Il est devenu, à 66 ans et à la surprise générale, le nouveau chef d’un Labour britannique dont il n’était, jusqu’alors, qu’un marginal député proche de la gauche radicale. Porté par une vague militante, il veut en finir avec le blairisme, et inspire autant qu’inquiète la gauche social-démocrate européenne.
Et si les ringards n’étaient pas là où on le croit ? Le Londonien Jeremy Corbyn, 66 ans, est devenu le 12 septembre dernier, avec près 60 % des suffrages des militants et dès le premier tour de scrutin, le nouveau patron du parti travailliste britannique. Ses trois adversaires dans la course à l’investiture travailliste, Andy Burnham, Yvette Cooper et Liz Kendall, l’avaient vu entrer dans la course avec un mélange d’étonnement et d’amusement. La candidature de Jeremy Corbyn les étonnait car il ne leur semblait pas avoir une seule chance de l’emporter. La candidature de Jeremy Corbyn les amusait car elle légitimait la leur, comme le moissonneur profite de l’épouvantail.
Epouvantable, Jeremy Corbyn l’était aussi, pour l’establishment du Labour. Le parti est sorti laminé des élections du printemps, qu’il pensait pouvoir gagner. Le Premier ministre conservateur David Cameron, lui, en est sorti historiquement gagnant. Bien dans la tradition britannique, le leader du parti vaincu, Ed Miliband, a démissionné une fois les résultats connus. L’analyse qui prévalait alors était qu’il avait mené une campagne trop orientée à gauche. En conséquence, les trois principaux candidats à sa succession voulaient recentrer encore davantage une formation que les années Tony Blair avaient très largement éloignée de la social-démocratie.
Et puis donc, il y eut Corbyn. Corbyn le pacifiste, qui s’était opposé à la guerre en Irak, contre le gouvernement de Tony Blair. Corbyn l’ancien syndicaliste, qui a toujours dénoncé les compromissions travaillistes avec les grandes entreprises. Corbyn l’indocile, qui a voté près de 150 fois en dix ans contre la consigne de groupe de son parti. Corbyn le propalestinien, Corbyn le républicain, Corbyn le végétarien. Bref, pensait-on, Corbyn le perdant. Le ringard, député d’une circonscription ouvrière depuis 1983, allait faire courir le Labour à sa perte, disait Tony Blair, évoquant les démons de 1983, lorsqu’un programme très à gauche avait assuré Margaret Thatcher de sa réélection. » Si votre coeur vous dit de voter Corbyn, allez vous faire faire une transplantation « , a même ironisé l’ancien locataire du 10 Downing Street. Sa campagne contre Corbyn a eu le contraire de l’effet escompté. Elle a galvanisé la gauche du parti, muette depuis des années. Elle a mobilisé des dizaines de milliers de militants, qui ont pris ou repris leur carte de parti. Elle a, finalement, assuré son adversaire d’une victoire inattendue.
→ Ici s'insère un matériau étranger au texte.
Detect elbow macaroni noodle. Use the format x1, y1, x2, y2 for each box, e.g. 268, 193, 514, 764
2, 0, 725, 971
Aujourd’hui, Jeremy Corbyn est donc l’improbable leader de l’opposition officielle du Royaume-Uni. Il a composé un shadow cabinet penchant à gauche, certes, mais laissant la place à des figures plus modérées du travaillisme britannique. Il a aussi atténué certains de ses propos, sur l’Union européenne notamment. Il a enfin rameuté parmi ses conseillers tout ce que la gauche mondiale compte comme intellectuels en vue, du prix Nobel Joseph Stigliz à Thomas Piketty, en passant par l’Italo-Américaine Mariana Mazzucato. Il n’est donc plus ringard. Tellement peu que PS et PTB se le disputent.